Of course there must be a balance between subsidy and the box office, or the artist loses touch with society. Throughout history there have been punishments for alienating the patron, which is why we need alternatives: a one-stop centralised Morrisonian solution would be bad for artist and audience alike. But it is demonstrably true, from just a glance at the history of the arts, that when work must please the majority in order to exist, it has less value. Great wine can be hard on the palate when new. Only the most discerning can forecast its eventual glory and even they sometimes get it wrong. So we need a tension between the support of artistic experiment and the perceived taste of the audience.
Sounds familiar? It is the language of the civilised end of the debate on broadcasting from Pilkington until the Thatcher thugs moved tendentiously in. But the public service balancing act is still being attempted in television: negatively with quotas and other anti-dumping devices; and positively by public financing. The wolves are on the prowl. But even New Right fanatics dare not openly advocate the ultimate solution. Its historical strengths make British television a tough target.

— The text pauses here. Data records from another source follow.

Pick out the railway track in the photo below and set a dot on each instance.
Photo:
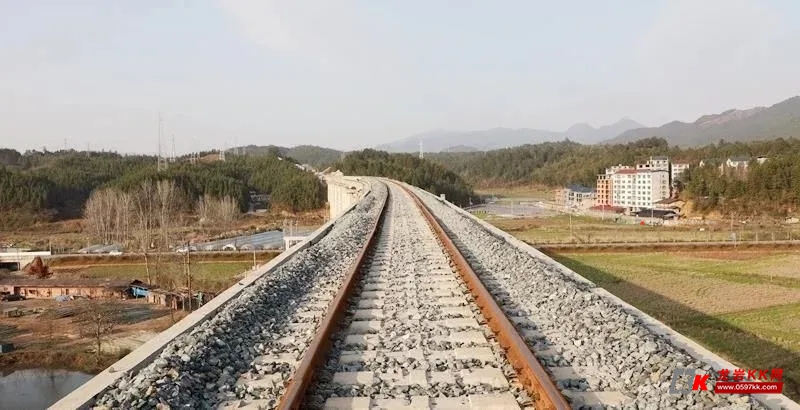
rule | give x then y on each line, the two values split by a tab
410	333
407	304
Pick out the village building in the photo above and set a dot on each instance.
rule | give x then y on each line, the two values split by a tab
51	288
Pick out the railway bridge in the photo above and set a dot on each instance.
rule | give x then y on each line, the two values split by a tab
404	300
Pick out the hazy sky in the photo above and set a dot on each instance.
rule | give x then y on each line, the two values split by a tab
351	74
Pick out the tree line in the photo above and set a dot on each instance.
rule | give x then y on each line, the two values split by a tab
773	186
422	173
58	185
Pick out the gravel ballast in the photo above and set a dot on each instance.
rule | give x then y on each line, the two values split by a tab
204	367
614	349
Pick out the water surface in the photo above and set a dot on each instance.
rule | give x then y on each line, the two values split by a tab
35	389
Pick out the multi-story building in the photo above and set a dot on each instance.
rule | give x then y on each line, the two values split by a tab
639	188
604	190
659	163
677	169
578	196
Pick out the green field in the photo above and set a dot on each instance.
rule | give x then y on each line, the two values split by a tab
584	229
743	306
207	276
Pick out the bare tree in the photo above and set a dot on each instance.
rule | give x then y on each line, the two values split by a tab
217	210
144	205
168	207
100	319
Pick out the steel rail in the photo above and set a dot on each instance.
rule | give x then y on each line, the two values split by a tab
531	373
316	353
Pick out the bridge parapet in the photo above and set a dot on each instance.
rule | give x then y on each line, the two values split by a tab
84	396
343	192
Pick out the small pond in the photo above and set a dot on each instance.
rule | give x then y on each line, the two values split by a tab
35	389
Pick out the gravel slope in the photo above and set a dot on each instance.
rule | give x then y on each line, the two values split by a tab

Our cinema, however, was colonised and overwhelmed by Hollywood at the beginning and never stood a chance.
Can a Labour government be persuaded to give it one? We must assume that civil servants will whisper objections to ministers: this proposal contravenes the Treaty of Rome, that one stands no chance with a stony-faced Treasury. We must also assume that a minimalist approach will stand the best chance, initially at least
Two modest proposals, costing the Treasury nothing, would underpin the industry. First, reactivate the Eady Levy on ticket sales; 10 per cent would deliver around £15 million. Second, impose a levy on the huge video market (at the wholesale level to simplify collection). A further £15 million.
Some of it would be creamed off to a Nation Film Development Fund, some to film school and other worthy causes. The rest would go back to the producers, but with this difference in the French model, a credit would be give towards the next film. No one could walk away with the money.
I don’t believe the customer would complain. The money ploughed back into production would increase choice. Overseas sales would contribute to the balance of payments. The credits awarded to foreign producers would have to be spent here, increasing employment. No tariffs, no protectionism, no inward-looking parochialism. Just a simple, cost-effective way of priming the pump.
If Labour is elected, Neil Kinnock promises government which acts as an enabler. If none of these proposals, then which? If not any proposals, then why? Is there someone in Walworth Road who can tell us?